My first child was born in a sparsely populated Maine county, where the nearest hospital is considered more hindrance than help in matters of mortality prevention. Many of the doctors who work at this hospital give birth at home. So do many of my friends. Despite compelling evidence against the hospital, however, my husband wanted to go to the hospital. “If something happens to you or the baby, everyone will blame me,” he said. This might sound paranoid, but it’s actually just true, and a fine-enough reason to choose a bad hospital over a good home. Birth makes people blame other people. Even when nobody dies, there is blame galore. You should have waited to go to the hospital. You should have gone earlier. You should have said no to this and yes to that. I hope you’re happy with your healthy baby, but you fucked up, you seriously fucked up!
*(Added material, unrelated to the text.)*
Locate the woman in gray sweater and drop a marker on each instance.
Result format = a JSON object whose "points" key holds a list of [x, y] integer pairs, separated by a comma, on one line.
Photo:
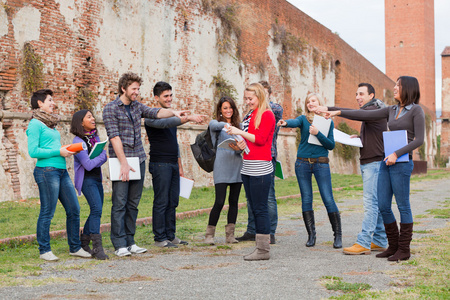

We said no to home birth and yes to the hospital. When we arrived, we were told that the only available room was a large supply closet. The outlets in the supply closet were so distantly and inconveniently located that whenever the nurse tried to measure my daughter’s heartbeat with the electric heart monitor, the plug was yanked from the socket. He repeatedly attempted and failed to angle the monitor on my stomach without dislodging the plug. Finally, he gave up. “I’m sure she’s fine,” the nurse said. Throughout my labor, random people came in to peruse the shelves of the supply closet for gauze or whatever. I was never offered an epidural because this hospital didn’t stock epidurals. For pain relief, they typically administered an analgesic that was popular in the eighties. Neither was this offered. My daughter, when born, cried. This was considered so unusual that the doctor asked if I had taken any weird drugs during labor, like weirder, I guess, than the eighties-era analgesic no one had given me. (To be fair to this doctor, there’s an oxycontin problem in this part of Maine, and the people who end up giving birth in hospitals tend to be drug addicts uneducated about their baby’s health—otherwise, duh, they would stay at home—which precipitates signs on the hospital walls such as PLEASE DO NOT SMOKE DURING YOUR ULTRASOUND.) The doctor could not tell me how to breast-feed, because she didn’t have any children and had never breast-fed and so (according to her) possessed no information on this topic. She’d spent the entirety of my labor in the hallway, reading a Sue Grafton novel.
When I was finally moved to a proper room, I found a pair of gigantic bloody underpants on the bathroom floor.
My husband said, “I guess we should have stayed home.”
For our second child, we stayed home.